O Hospital Kiang Wu deixou de prestar assistência médica de carácter ocidental até 1935, quando foi contratado como médico licenciado o doutor Or Lun (Ke Lin, 1900-1991), que nesse mesmo ano obteve a permissão de efectuar cirurgias. Estudara na Universidade Zhongshan de Guangzhou e aí leccionou, atingindo o grau de Professor. Mais tarde passou por Xiamen onde criou um hospital e depois abriu uma farmácia em Hong Kong. Com a função de vir tratar o capitão Ye Ting (herói de Guerra chinês) veio para Macau e um ano mais tarde, em 1936 começou a trabalhar gratuitamente como professor na Escola de Enfermagem e médico no hospital. Em 1940 tornou-se membro da farmácia do Hospital Kiang Wu, conselheiro sobre assuntos de Medicina Ocidental e responsável pelo trabalho da Escola de Enfermagem. Em 1943 tornou-se Director da Escola, superintendente do Hospital e Vice-Presidente da Associação do Hospital Kiang Wu.

Durante o período da Guerra do Pacífico, o Hospital em 1943 acomodou 74.590 doentes e providenciou gratuitamente tratamentos a 89.238. Acolheu e ajudou com tratamentos médicos mais de dois mil refugiados de Hong Kong e em 1945 esses serviços gratuitos cresceram em número chegando a mais de cem mil.

Em 1941, a Associação fundou um asilo para crianças abandonadas, que só em dois anos acomodou e educou mais de 380 crianças refugiadas, tendo fechado em 1946, com o fim da Guerra do Pacífico.

Em 1941, no Hospital deixou-se de praticar Medicina Tradicional Chinesa e só nos finais dos anos 70 do século XX, esta regressou, providenciando actualmente tantos serviços de Medicina Ocidental como da Tradicional.

A sala de operações cirúrgicas, que se pretendeu construir em 1941, só a 20 de Maio de 1945 passou a existir devido às dificuldades nesse período. Em 1946, o Dr. Or Lun como superintendente do Hospital aperfeiçoou a instituição e começou a ensinar e a empreender as regras sanitárias e de saúde pública, conseguindo bons resultados para debelar a cólera, equipando o hospital com novos meios para melhorar as condições.

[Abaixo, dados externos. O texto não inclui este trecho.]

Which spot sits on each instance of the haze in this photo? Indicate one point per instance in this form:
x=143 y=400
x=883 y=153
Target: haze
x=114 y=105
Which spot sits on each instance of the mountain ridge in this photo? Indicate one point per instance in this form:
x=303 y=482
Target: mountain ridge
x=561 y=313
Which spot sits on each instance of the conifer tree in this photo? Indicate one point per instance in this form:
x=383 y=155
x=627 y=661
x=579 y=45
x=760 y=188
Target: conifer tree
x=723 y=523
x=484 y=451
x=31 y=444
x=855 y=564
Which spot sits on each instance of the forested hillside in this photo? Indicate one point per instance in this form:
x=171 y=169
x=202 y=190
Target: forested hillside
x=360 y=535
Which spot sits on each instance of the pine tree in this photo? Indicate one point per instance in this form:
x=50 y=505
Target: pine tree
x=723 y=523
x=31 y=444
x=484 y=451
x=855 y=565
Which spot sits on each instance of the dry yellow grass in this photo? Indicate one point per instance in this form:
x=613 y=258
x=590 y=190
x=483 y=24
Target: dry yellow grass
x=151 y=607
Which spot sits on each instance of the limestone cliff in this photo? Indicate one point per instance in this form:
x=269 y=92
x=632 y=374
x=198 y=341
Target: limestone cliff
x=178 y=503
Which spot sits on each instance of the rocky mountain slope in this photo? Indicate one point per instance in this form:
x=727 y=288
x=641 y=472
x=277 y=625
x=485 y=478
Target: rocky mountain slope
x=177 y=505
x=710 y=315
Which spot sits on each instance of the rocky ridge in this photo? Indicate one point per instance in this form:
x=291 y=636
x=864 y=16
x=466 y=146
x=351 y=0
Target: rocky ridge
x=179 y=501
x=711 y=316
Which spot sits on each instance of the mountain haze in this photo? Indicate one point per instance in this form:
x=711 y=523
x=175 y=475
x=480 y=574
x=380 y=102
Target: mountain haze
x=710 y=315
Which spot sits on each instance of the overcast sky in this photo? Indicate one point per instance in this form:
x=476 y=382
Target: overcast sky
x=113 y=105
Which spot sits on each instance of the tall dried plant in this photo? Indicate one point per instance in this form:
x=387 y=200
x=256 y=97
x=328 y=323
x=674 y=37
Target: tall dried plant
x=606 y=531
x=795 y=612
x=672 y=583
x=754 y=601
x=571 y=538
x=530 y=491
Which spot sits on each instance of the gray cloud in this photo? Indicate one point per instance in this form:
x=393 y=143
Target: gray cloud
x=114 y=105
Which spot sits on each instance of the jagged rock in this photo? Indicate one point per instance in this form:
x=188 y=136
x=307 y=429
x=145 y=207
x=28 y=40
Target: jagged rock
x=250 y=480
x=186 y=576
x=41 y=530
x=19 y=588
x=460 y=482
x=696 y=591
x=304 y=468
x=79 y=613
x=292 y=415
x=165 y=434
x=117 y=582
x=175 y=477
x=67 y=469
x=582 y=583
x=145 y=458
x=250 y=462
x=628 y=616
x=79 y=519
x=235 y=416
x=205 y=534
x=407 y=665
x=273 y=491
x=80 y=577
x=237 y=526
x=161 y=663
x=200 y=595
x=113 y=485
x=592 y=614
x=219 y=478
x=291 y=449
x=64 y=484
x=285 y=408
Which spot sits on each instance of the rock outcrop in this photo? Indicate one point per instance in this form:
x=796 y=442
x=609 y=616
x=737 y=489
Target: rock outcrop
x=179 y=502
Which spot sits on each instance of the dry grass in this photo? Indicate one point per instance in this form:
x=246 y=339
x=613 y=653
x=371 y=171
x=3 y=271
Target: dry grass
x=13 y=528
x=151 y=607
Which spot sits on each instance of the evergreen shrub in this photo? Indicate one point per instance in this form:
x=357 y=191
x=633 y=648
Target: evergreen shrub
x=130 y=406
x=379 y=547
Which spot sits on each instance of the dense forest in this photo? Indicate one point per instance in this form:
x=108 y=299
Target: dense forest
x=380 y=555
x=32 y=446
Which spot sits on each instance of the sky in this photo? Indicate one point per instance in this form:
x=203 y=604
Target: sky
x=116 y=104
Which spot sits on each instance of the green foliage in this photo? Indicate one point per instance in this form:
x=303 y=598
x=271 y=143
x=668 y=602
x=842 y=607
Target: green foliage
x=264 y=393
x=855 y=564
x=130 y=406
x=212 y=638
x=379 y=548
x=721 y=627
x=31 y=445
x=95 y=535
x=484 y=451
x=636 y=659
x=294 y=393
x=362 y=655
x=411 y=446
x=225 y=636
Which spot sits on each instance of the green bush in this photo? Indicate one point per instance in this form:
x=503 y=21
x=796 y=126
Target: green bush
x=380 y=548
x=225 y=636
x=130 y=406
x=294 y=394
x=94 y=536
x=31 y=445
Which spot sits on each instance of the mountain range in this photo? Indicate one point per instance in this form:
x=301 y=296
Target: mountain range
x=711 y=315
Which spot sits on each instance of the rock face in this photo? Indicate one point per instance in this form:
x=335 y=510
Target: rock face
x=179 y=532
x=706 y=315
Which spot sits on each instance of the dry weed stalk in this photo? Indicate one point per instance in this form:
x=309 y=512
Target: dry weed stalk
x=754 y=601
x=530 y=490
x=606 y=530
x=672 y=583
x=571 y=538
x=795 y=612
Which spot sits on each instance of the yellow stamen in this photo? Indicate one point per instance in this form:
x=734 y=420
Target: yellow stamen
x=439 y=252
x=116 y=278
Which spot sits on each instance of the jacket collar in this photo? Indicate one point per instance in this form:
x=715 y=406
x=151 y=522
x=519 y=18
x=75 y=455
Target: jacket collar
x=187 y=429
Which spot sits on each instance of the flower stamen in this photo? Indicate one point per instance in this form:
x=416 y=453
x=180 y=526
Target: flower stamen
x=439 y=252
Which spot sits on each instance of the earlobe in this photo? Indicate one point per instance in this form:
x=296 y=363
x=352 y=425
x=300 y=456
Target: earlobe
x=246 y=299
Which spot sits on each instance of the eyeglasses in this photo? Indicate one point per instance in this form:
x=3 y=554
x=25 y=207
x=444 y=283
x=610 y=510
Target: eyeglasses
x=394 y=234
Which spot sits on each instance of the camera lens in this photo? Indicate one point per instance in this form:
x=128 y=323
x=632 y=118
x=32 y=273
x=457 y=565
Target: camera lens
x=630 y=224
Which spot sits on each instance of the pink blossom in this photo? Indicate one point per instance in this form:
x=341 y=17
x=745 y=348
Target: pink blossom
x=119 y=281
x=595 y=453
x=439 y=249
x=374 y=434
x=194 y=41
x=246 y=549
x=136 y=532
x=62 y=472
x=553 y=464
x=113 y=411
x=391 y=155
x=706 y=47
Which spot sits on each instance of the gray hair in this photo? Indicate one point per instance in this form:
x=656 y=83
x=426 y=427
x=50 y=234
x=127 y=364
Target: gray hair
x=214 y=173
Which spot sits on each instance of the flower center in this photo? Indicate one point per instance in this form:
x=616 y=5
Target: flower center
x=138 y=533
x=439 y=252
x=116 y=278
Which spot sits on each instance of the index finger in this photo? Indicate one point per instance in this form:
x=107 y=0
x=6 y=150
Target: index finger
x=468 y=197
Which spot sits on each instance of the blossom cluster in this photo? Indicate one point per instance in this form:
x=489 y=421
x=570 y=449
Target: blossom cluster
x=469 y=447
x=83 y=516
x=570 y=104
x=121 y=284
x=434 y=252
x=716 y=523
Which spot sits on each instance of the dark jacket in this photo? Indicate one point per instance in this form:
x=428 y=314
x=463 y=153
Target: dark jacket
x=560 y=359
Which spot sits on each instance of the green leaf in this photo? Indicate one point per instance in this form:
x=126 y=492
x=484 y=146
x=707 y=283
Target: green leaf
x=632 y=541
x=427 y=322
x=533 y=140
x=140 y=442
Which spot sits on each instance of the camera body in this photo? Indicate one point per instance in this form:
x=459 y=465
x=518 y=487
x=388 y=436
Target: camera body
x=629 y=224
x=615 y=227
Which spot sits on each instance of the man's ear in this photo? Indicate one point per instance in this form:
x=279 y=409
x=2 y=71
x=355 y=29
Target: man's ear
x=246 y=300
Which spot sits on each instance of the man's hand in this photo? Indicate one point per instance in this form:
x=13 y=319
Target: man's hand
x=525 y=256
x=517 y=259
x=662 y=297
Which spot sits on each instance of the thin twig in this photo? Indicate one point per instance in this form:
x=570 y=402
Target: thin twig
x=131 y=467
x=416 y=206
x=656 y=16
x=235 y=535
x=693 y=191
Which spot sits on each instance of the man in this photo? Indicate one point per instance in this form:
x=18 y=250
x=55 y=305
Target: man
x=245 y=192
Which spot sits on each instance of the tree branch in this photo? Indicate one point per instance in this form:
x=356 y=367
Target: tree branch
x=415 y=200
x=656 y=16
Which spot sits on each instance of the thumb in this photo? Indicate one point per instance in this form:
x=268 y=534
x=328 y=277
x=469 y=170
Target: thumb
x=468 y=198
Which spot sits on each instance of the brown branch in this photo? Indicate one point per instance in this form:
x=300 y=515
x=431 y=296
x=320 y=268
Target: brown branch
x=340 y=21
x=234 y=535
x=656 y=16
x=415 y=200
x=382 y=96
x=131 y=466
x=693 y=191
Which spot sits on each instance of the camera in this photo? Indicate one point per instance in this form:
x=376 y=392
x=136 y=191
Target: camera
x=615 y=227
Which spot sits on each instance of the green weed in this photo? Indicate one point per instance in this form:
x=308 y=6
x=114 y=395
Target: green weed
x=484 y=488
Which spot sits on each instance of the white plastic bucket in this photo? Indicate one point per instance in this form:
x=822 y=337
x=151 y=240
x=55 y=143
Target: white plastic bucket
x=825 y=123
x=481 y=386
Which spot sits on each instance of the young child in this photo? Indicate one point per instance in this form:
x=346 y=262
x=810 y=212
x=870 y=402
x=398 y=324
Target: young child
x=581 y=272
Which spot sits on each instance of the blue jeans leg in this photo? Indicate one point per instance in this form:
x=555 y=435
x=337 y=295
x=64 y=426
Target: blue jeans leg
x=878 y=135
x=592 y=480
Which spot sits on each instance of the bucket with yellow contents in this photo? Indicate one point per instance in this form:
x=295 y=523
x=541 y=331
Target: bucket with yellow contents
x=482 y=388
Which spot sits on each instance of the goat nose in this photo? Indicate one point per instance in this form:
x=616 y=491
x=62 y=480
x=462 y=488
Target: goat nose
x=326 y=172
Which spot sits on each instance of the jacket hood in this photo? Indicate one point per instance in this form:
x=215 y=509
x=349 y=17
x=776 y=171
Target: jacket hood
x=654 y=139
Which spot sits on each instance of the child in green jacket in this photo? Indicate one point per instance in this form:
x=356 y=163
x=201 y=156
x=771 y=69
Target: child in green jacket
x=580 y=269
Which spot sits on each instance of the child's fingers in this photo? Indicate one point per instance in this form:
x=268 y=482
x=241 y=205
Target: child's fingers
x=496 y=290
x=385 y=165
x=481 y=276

Em 1979 ascendeu a Presidente Honorário do Directório dos Directores, devido aos 38 anos como Director do Hospital, tendo voluntariamente durante 55 anos ajudado a Associação de Beneficência do Hospital Kiang Wu. Foi uma das figuras com maior prestígio de Macau, tanto a nível social, como político e sobretudo profissional.